Know the Conditions for Rust in Wheat
A common question amongst growers is, “Is there going to be rust in my wheat, and am I going to need to spray?” To better determine the response to this question, we need to first learn what it takes for this disease to develop. A handy tool to use when considering infection risk is the Disease Triangle. For a fungal disease to develop you must have all 3 components of the triangle – Host, Pathogen and Environment. With recent reports of rust in OK, KS and KY wheat, now is the time to assess your risk.
Once wheat is planted, the host point of the triangle is present. Some varieties tend to be a more susceptible host than others by their natural genetic makeup.
There is a possibility of the rust pathogen overwintering further north in more moderate winters, but typically it just overwinters in TX. As weather warms, rust spores will blow in the wind, infecting plants along the way. Spores land on the leaf, and if environmental conditions are favorable, the fungus germ tube will penetrate the leaf surface, infecting the plant. As the disease progresses in its lifecycle, it will again sporulate and send more spores into the wind currents, spreading the disease throughout the area and further north.
The environment plays a big role in closing the disease triangle for rust in wheat. For stripe rust
development, the ideal conditions for infection include temperatures of 45 to 54oF with 8 hours of free moisture on the leaf, such as a heavy dew and cloudy day. The ideal temperature range for the disease to continue to develop is 50 to 59oF.
Leaf rust favors warmer temperatures than stripe rust. The optimum temperature range for leaf rust infection is 59 to 68oF, with the optimum range for development being between 68 and 71oF. Infection requires 6 hours of free moisture for leaf rust to infect plants.
The temperatures listed are ideal temperatures, but don’t mean the disease disappears when warmer weather appears, just slows in development. If all 3 corners of the triangle are present, it’s time to take charge and defend crops against potential yield loss.
Next Step: Management
To help keep your wheat disease-free, we recommend applying a fungicide at 50% flag leaf emergence when disease conditions are favorable. Your variety’s rust tolerance level and yield potential are 2 other indicators that can guide your fungicide choice.
We have several fungicide options to fit a variety of needs.
For fields with low disease pressure or where the need for long-lasting residual control is not anticipated:
- Alto® 100 SL fungicide provides curative control of infections from the 24-72 hours before application and for a short time after application. It is a Group 3 fungicide and contains a single active ingredient.
For fields anticipating moderate disease pressure, in irrigated or dryland wheat that has a thick canopy and 40+ bu/A yield potential, or when conditions are conducive to rapid disease development:
- Quilt Xcel® fungicide will deliver curative and preventive control with good residual. A combination of Group 3 and Group 11 active ingredients, Quilt Xcel also helps plants withstand wet conditions with stronger-deeper roots.

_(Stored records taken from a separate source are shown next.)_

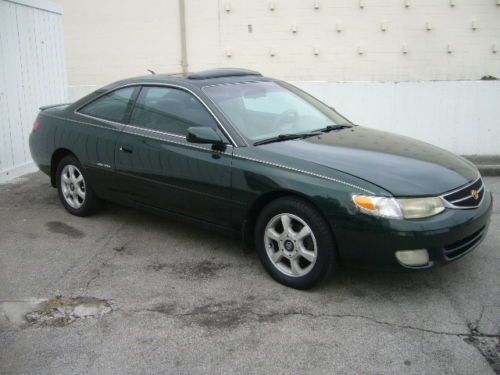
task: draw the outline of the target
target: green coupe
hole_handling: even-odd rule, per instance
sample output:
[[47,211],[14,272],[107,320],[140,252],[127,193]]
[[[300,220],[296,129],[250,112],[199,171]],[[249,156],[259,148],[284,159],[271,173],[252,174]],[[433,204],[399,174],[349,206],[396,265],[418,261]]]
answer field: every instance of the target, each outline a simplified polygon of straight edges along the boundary
[[236,234],[294,288],[339,263],[449,263],[483,240],[492,207],[467,160],[244,69],[132,78],[42,107],[30,148],[71,214],[109,200]]

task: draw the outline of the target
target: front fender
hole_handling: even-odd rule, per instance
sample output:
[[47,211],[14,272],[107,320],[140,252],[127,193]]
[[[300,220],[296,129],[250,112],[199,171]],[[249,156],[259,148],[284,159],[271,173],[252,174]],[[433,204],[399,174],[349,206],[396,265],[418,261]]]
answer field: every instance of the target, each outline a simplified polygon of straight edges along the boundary
[[232,201],[234,225],[248,220],[255,202],[265,195],[286,192],[311,201],[325,217],[339,220],[354,213],[352,194],[390,195],[369,182],[343,172],[300,161],[269,160],[257,148],[237,148],[232,166]]

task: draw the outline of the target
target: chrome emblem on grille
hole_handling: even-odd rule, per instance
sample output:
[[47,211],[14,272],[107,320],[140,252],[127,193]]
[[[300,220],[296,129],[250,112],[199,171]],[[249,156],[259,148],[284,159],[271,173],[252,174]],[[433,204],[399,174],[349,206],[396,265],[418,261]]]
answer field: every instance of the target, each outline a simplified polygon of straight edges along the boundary
[[475,190],[475,189],[472,189],[472,190],[470,191],[470,195],[471,195],[471,197],[472,197],[472,198],[474,198],[474,200],[476,200],[476,201],[479,199],[479,192],[478,192],[477,190]]

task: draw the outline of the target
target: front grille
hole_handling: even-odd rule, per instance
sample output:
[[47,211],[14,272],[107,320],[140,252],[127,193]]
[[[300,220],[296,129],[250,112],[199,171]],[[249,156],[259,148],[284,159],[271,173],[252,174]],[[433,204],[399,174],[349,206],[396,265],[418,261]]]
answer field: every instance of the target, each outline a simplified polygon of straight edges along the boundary
[[476,181],[458,190],[443,195],[443,198],[454,207],[474,208],[479,206],[484,196],[483,180]]
[[445,246],[443,248],[444,257],[447,260],[452,260],[471,250],[483,238],[484,228],[485,227],[483,226],[481,229],[472,233],[471,235]]

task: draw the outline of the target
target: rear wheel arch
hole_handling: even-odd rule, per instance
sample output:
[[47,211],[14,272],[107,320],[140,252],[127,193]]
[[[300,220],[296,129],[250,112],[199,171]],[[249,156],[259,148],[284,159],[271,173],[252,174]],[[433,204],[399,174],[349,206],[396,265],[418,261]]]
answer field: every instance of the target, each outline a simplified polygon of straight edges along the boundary
[[74,156],[76,159],[76,155],[72,153],[70,150],[67,148],[58,148],[55,150],[52,154],[52,157],[50,158],[50,183],[53,187],[56,187],[57,185],[57,166],[59,165],[59,162],[68,155]]
[[86,181],[83,167],[74,154],[66,153],[55,165],[55,170],[59,199],[69,213],[88,216],[99,211],[102,200]]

For fields anticipating moderate to heavy disease pressure, in irrigated or dryland wheat that has a thick canopy and 40+ bu/A yield potential, when conditions are conducive to rapid disease development, or when there is an anticipated need for extended protection from rust:
- Trivapro® fungicide features 3 robust active ingredients that deliver the longest-lasting control and plant-health benefits. By combining active ingredients from Group 3, Group 7 and Group 11 fungicides, Trivapro can help improve water-use efficiency that slows water loss during dry conditions, speed canopy closure to deprive weeds of sunlight and enhance the plant’s ability to use the sun’s energy for greener flag leaves and fuller heads.
With the weather variability many areas are experiencing this spring, be sure your wheat fields are protected from rust so your crop can reach its yield potential.